Chi sono i marescialli della guardia di finanza che hanno gestito il funzionamento del trojan installato nel telefono di Luca Palamara? La richiesta è stata fatta questa settimana ai pm di Perugia Gemma Miliani e Mario Formisano, titolari del fascicolo aperto a carico dell’ex presidente dell’Anm, dai difensori di quest’ultimo, gli avvocati romani Benedetto Marzocchi Buratti e Roberto Rampioni. Non si tratta di una curiosità fine a sé stessa ma della probabile “chiave di volta” dell’indagine effettuata con lo strumento investigativo – costosissimo, circa 4000 euro al giorno – tanto desiderato dal ministro della Giustizia Alfonso Bonafede e dal direttore del Fatto Quotidiano Marco Travaglio. Andiamo con ordine.

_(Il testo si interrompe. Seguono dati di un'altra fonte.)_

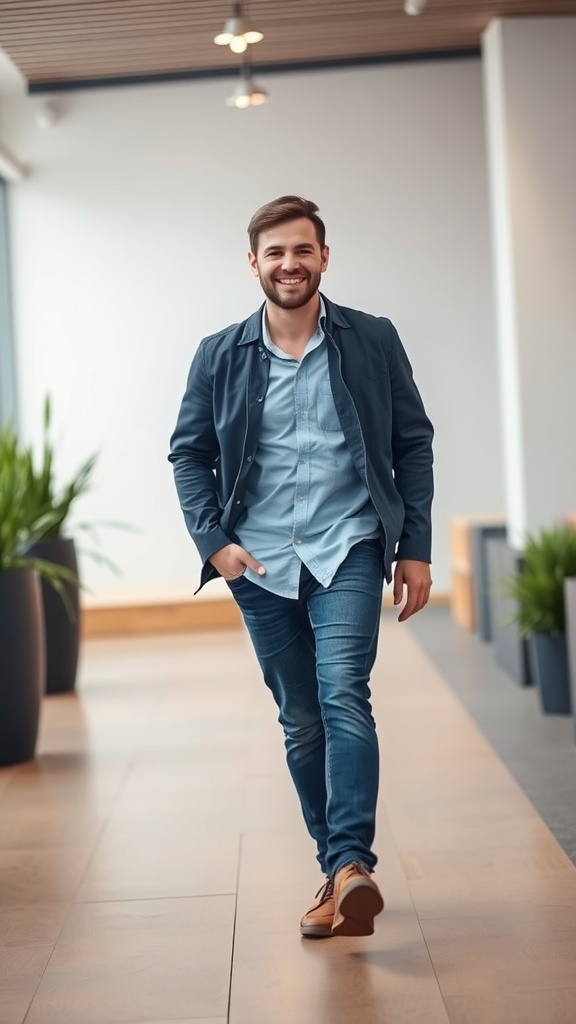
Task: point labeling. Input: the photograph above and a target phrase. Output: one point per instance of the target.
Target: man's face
(289, 263)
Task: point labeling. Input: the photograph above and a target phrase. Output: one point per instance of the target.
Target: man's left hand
(416, 578)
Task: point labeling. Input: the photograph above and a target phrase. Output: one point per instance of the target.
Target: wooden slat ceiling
(59, 43)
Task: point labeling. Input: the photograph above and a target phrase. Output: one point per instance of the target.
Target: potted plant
(52, 505)
(22, 622)
(538, 589)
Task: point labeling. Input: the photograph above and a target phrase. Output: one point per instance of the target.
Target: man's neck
(291, 329)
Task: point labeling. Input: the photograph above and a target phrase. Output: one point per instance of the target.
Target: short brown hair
(280, 210)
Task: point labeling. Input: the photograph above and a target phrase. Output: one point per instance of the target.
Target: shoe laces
(326, 891)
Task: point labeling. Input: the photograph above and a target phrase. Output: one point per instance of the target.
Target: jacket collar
(253, 326)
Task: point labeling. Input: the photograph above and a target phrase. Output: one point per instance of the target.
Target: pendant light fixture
(238, 33)
(246, 92)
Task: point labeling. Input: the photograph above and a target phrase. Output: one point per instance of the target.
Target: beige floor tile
(546, 1006)
(151, 961)
(160, 867)
(36, 925)
(46, 876)
(22, 968)
(502, 952)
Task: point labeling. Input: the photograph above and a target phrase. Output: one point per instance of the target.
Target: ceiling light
(246, 92)
(414, 6)
(238, 33)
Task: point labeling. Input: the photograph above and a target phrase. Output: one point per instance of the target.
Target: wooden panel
(68, 40)
(175, 616)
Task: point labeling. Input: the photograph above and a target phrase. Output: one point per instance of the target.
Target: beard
(276, 295)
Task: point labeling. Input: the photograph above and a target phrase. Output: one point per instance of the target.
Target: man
(302, 460)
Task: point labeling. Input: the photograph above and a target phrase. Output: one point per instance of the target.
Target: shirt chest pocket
(326, 411)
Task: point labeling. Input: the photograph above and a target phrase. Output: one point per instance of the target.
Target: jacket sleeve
(412, 435)
(194, 454)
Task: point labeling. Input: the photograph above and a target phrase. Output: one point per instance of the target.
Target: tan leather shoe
(317, 923)
(358, 900)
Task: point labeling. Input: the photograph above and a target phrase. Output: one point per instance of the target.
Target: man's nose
(290, 261)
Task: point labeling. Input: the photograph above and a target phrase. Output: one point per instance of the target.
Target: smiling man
(303, 465)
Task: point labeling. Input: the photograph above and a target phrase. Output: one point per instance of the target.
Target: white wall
(530, 79)
(129, 245)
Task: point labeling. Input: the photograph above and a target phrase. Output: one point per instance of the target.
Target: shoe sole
(357, 908)
(316, 932)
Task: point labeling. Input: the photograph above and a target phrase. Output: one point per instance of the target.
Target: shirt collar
(265, 333)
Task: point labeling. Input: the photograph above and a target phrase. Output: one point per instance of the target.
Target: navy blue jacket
(379, 408)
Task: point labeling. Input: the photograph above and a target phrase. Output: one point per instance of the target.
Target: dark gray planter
(22, 665)
(509, 648)
(63, 632)
(548, 660)
(570, 605)
(481, 534)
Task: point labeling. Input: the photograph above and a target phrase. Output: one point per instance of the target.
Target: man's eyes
(275, 253)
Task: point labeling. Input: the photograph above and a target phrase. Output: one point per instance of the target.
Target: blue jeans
(317, 653)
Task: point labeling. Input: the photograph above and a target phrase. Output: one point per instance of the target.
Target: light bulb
(238, 44)
(253, 36)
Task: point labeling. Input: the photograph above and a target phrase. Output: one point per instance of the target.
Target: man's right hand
(231, 561)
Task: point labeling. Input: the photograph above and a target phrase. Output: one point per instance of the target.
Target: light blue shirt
(304, 499)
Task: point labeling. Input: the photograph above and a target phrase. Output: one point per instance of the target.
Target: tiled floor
(539, 750)
(154, 865)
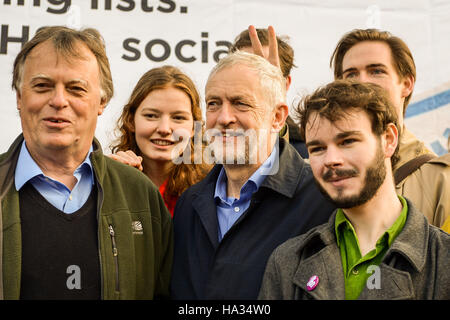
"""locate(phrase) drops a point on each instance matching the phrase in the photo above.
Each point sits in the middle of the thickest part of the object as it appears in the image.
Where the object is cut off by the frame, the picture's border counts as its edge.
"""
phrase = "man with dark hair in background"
(379, 57)
(244, 42)
(377, 245)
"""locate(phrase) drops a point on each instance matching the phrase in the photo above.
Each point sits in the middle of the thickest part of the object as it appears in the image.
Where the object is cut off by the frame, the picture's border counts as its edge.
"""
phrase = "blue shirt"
(230, 209)
(54, 191)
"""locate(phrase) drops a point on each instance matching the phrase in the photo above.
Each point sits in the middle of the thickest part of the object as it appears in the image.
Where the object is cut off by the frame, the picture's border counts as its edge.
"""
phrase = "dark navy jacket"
(287, 204)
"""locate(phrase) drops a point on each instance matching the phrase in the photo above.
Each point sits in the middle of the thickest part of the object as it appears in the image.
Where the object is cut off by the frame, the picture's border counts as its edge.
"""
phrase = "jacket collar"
(319, 251)
(285, 181)
(409, 148)
(8, 162)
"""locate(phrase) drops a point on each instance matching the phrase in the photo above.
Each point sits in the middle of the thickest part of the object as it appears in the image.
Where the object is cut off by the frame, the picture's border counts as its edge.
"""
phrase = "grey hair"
(272, 81)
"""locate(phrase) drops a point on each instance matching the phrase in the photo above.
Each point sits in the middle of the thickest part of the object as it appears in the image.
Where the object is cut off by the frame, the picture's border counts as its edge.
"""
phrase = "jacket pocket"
(115, 256)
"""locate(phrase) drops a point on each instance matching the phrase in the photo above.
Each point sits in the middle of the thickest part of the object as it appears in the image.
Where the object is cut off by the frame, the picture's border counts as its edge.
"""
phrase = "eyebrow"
(159, 111)
(47, 78)
(372, 65)
(339, 136)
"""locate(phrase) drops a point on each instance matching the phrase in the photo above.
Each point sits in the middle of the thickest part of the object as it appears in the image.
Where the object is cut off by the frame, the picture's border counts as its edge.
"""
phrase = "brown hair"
(339, 98)
(285, 51)
(401, 55)
(64, 41)
(183, 175)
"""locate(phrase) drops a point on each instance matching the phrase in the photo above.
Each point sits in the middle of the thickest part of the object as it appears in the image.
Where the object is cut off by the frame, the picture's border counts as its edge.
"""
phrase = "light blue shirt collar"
(252, 184)
(27, 168)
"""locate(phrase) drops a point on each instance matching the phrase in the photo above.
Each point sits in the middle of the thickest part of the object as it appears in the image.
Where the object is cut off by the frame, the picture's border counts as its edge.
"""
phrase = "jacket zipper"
(115, 254)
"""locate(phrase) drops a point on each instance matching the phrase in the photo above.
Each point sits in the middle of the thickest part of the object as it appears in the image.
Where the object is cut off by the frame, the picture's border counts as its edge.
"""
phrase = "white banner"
(193, 34)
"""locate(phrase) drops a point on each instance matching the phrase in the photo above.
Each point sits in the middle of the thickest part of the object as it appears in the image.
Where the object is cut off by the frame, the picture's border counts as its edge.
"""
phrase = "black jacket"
(287, 204)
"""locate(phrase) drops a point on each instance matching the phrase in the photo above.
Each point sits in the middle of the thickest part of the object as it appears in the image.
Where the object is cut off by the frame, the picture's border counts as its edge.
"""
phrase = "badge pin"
(312, 283)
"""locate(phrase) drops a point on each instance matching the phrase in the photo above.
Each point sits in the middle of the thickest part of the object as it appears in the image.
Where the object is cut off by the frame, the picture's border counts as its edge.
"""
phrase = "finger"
(273, 47)
(131, 154)
(256, 44)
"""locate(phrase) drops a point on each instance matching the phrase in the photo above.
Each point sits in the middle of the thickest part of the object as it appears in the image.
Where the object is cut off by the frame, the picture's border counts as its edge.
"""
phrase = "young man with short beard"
(377, 245)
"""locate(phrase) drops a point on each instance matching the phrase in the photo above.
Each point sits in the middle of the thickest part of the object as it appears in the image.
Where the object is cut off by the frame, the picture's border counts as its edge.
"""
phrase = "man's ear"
(391, 138)
(102, 106)
(288, 82)
(18, 100)
(280, 114)
(408, 85)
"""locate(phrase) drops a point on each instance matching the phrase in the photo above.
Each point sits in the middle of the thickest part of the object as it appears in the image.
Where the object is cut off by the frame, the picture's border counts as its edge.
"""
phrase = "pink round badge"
(312, 283)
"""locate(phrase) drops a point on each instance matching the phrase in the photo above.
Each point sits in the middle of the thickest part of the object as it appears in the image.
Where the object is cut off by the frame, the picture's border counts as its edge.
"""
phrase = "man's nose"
(59, 97)
(226, 115)
(333, 157)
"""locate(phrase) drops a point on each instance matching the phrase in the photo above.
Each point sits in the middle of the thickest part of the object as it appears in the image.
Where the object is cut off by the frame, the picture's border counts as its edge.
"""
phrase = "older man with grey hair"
(74, 224)
(259, 194)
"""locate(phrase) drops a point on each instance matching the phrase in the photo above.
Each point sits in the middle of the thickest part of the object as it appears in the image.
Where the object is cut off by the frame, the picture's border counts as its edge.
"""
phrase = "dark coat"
(414, 267)
(287, 204)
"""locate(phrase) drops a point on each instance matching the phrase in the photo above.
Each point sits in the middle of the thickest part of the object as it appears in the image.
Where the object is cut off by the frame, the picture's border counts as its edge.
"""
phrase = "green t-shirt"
(355, 266)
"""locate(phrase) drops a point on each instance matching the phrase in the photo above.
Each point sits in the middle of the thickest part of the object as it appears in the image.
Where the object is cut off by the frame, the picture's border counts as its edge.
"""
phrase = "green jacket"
(135, 232)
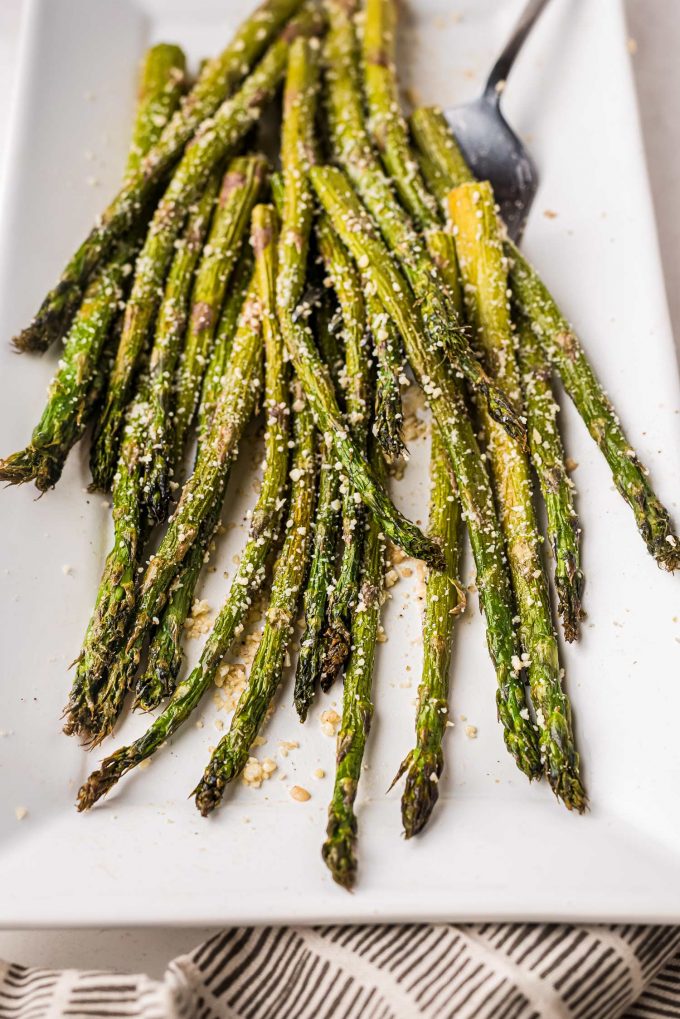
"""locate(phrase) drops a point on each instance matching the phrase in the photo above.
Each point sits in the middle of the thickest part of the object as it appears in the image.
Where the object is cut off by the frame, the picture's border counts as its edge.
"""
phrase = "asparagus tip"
(338, 852)
(93, 789)
(569, 601)
(335, 653)
(423, 768)
(31, 340)
(667, 552)
(30, 465)
(568, 788)
(502, 411)
(208, 793)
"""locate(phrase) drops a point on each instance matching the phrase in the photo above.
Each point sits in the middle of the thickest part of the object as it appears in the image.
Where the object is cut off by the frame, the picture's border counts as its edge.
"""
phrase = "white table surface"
(655, 28)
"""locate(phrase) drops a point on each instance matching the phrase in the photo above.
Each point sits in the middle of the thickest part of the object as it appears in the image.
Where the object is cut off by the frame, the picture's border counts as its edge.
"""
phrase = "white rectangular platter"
(497, 848)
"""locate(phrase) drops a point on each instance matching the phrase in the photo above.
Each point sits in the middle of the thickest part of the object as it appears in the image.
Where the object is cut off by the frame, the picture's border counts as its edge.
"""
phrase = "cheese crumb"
(330, 721)
(284, 746)
(199, 622)
(230, 681)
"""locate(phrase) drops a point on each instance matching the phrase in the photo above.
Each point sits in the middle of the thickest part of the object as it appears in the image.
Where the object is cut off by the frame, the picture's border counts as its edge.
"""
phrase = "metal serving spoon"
(490, 147)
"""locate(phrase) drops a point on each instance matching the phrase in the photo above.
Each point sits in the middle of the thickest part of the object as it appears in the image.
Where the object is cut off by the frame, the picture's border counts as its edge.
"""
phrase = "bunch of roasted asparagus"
(212, 287)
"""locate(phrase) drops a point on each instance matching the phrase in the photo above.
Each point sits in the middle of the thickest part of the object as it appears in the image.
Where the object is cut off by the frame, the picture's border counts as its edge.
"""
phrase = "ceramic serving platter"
(497, 848)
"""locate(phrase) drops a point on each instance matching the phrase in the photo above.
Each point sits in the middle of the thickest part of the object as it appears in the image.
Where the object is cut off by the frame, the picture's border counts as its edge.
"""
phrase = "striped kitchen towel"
(485, 971)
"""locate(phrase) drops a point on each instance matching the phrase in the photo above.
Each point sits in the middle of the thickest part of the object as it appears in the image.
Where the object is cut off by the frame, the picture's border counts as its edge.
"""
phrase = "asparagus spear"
(159, 462)
(439, 158)
(340, 849)
(356, 229)
(353, 150)
(322, 568)
(445, 168)
(165, 652)
(242, 382)
(162, 84)
(88, 710)
(388, 418)
(241, 189)
(230, 755)
(265, 527)
(211, 146)
(485, 286)
(384, 119)
(445, 601)
(547, 457)
(343, 275)
(69, 397)
(300, 343)
(212, 381)
(569, 359)
(217, 81)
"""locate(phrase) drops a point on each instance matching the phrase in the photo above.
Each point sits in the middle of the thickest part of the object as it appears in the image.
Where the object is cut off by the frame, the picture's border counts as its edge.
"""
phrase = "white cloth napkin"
(482, 971)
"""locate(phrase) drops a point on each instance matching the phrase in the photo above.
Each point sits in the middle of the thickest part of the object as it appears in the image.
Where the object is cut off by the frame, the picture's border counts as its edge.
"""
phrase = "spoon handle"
(504, 64)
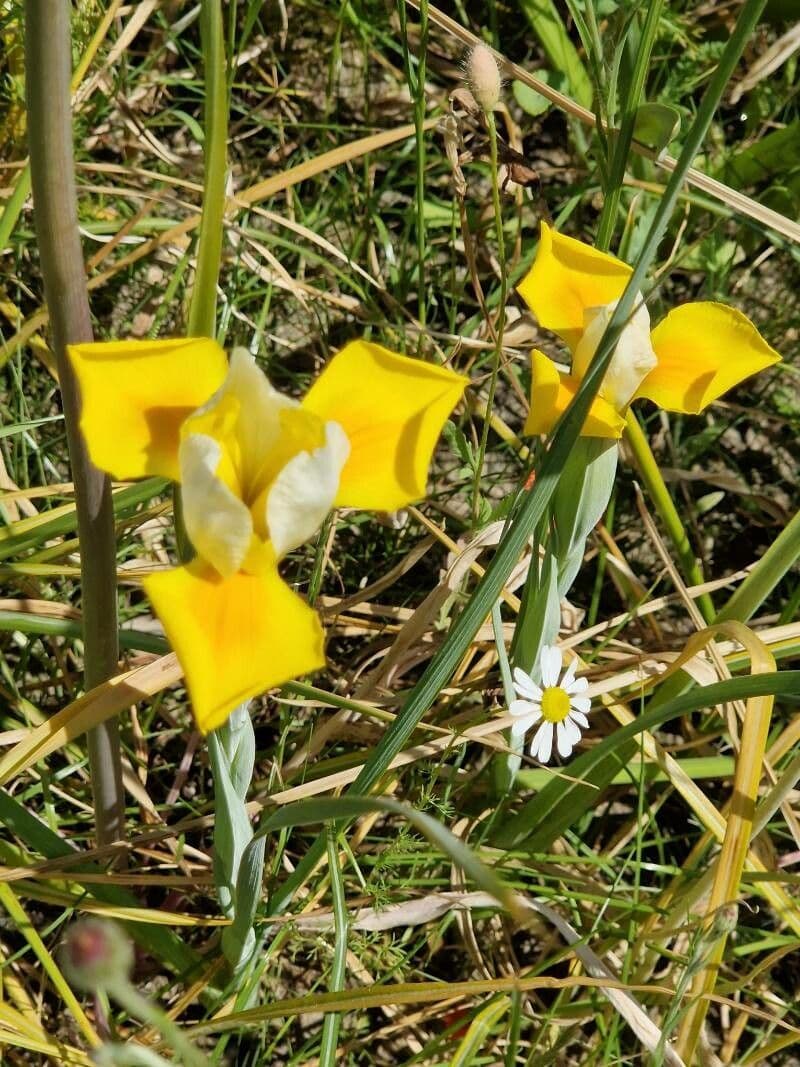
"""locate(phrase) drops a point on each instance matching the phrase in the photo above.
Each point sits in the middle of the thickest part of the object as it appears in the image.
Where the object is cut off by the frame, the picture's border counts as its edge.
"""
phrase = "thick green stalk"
(48, 67)
(203, 304)
(441, 668)
(653, 478)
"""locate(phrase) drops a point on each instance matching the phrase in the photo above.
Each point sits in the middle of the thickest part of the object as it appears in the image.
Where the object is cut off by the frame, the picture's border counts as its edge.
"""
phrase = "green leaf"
(776, 154)
(656, 125)
(326, 809)
(562, 56)
(531, 101)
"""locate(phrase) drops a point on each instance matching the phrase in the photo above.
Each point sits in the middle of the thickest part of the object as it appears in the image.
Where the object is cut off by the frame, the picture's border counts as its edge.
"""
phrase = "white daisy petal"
(550, 665)
(524, 707)
(537, 739)
(525, 685)
(579, 718)
(573, 730)
(563, 739)
(543, 743)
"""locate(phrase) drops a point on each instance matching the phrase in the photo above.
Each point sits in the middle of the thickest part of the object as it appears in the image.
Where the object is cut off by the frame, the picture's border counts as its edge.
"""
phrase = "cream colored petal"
(305, 490)
(634, 356)
(256, 430)
(219, 524)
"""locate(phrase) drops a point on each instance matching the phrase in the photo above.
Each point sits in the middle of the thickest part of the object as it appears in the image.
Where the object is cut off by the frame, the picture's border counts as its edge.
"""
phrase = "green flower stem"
(639, 444)
(666, 508)
(203, 303)
(534, 503)
(48, 66)
(338, 968)
(625, 137)
(500, 324)
(416, 85)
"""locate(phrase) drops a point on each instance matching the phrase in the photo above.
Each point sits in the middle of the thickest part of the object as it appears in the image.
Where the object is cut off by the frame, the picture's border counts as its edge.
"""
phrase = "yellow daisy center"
(555, 704)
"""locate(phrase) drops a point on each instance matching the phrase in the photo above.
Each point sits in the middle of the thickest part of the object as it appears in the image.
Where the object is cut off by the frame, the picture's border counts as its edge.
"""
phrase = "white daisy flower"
(560, 707)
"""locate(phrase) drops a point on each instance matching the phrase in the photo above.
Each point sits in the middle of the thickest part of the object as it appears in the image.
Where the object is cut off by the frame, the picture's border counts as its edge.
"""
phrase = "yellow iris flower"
(691, 357)
(258, 473)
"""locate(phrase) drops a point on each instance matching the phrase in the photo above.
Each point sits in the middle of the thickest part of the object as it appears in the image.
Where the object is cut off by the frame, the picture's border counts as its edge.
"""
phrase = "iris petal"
(392, 410)
(703, 349)
(550, 395)
(136, 395)
(566, 279)
(304, 491)
(235, 637)
(219, 524)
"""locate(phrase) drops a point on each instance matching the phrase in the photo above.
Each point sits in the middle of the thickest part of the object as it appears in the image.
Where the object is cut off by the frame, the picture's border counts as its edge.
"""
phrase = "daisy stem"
(48, 68)
(499, 325)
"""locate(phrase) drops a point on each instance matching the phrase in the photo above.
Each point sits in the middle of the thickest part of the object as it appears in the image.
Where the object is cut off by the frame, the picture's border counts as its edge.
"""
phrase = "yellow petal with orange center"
(704, 349)
(566, 279)
(392, 409)
(134, 396)
(235, 637)
(553, 392)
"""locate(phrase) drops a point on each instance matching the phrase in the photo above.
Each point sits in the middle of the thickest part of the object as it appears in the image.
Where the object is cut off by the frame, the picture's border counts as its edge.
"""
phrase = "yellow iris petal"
(568, 277)
(550, 394)
(134, 396)
(234, 637)
(703, 349)
(393, 410)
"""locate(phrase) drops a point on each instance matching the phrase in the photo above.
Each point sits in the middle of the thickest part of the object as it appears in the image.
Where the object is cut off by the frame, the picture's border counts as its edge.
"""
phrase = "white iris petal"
(258, 418)
(218, 523)
(634, 356)
(304, 491)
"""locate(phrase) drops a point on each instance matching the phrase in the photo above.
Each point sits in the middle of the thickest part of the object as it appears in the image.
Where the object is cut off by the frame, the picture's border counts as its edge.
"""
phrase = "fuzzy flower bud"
(483, 77)
(96, 954)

Il trojan, il virus spia che trasforma il cellulare in un registratore, a differenza delle tradizionali intercettazioni telefoniche che registrano in automatico ogni telefonata in entrata e/o in uscita sull’utenza interessata, deve essere attivato manualmente. Da quello che è emerso, per le circa tre settimane di maggio dello scorso anno durante le quali lo strumento è stato in funzione, le attivazioni avvenivano nella fascia oraria del mattino, del pranzo, della sera. Il motivo? Secondo gli investigatori erano queste le ore dove Palamara era solito avere molti contatti. La pg delegata da Perugia all’ascolto era il Nucleo di polizia economico-finanziaria (Gico) della guardia di finanza di Roma. Nel 2019 il Nucleo era comandato dal colonnello Paolo Compagnone. Fra i suoi collaboratori, il colonnello Gerardo Mastrodomenico. Compagnone è adesso il comandante provinciale della gdf di Roma. Mastrodomenico, invece, è diventato il comandante provinciale di Messina. Le attività furono svolte nella caserma romana di via Virginio Talli.

Il trojan, una volta attivato, registra al massimo per cinque minuti e venti secondi. Poi si interrompe e riparte per altri cinque minuti e venti secondi. Secondo la società che ha affittato alla Procura di Perugia il trojan, la Rcs di Milano, fra una registrazione e l’altra l’interruzione, il “chunk”, è di circa un secondo. Invece, con grande sorpresa dei difensori di Palamara che stanno procedendo in questi giorni all’ascolto delle registrazioni, la durata dei chunk è di oltre venti secondi. Un tempo interminabile in un colloquio fra persone. Fatta questa premessa, vediamo qualcuno degli interrogativi degli avvocati di Palamara. Uno di questi è capire perchè il trojan non venne spento in occasione degli incontri programmati dell’ex componente del Csm con i parlamentari.

Erano stati gli stessi pm umbri, in una nota, a dare indicazioni di spegnere il captatore ogni qualvolta fosse coinvolto un parlamentare. Ed invece, ad esempio, la cena di Palamara del 28 maggio con i deputati del Pd Cosimo Ferri e Luca Lotti è stata registrata per intero. E restando in tema, il 9 maggio Palamara aveva fatto sapere che avrebbe cenato al ristorante romano Mamma Angelina con Giuseppe Pignatone e Michele Prestipino. Dalle 16 del pomeriggio il trojan risulterà spento. Si riattiverà solo l’indomani mattina. Come mai visto che era nella fascia selezionata dalla finanza? A quella cena con Palamara, si è poi saputo, non partecipò Prestipino ma l’ex procuratore di Roma e il giudice Paola Roja, presidente della sezione penale reati contro la PA, con i rispettivi compagni.

Ed ancora. Il maresciallo che ha gestito l’accensione e lo spegnimento del trojan è lo stesso che poi ha effettuato la trascrizione della conversazione? Diverse trascrizioni sono differenti dall’audio. C’è il caso dell’ex consigliere del Csm Corrado Cartoni di Magistratura indipendente. I giornali lo scorso anno pubblicarono delle sue frasi, relative ad una importante pratica della Prima Commissione ed a quella della nomina della Procura di Roma, mai pronunciate.
I quotidiani, poi denunciati da Cartoni e condannati, si sono basati sulla trascrizione del maresciallo rivelatasi errata.
Il 16 luglio è prevista a Perugia l’udienza stralcio. Gli avvocati di Palamara indicheranno quali colloqui trascrivere. Si preannunciano sorprese.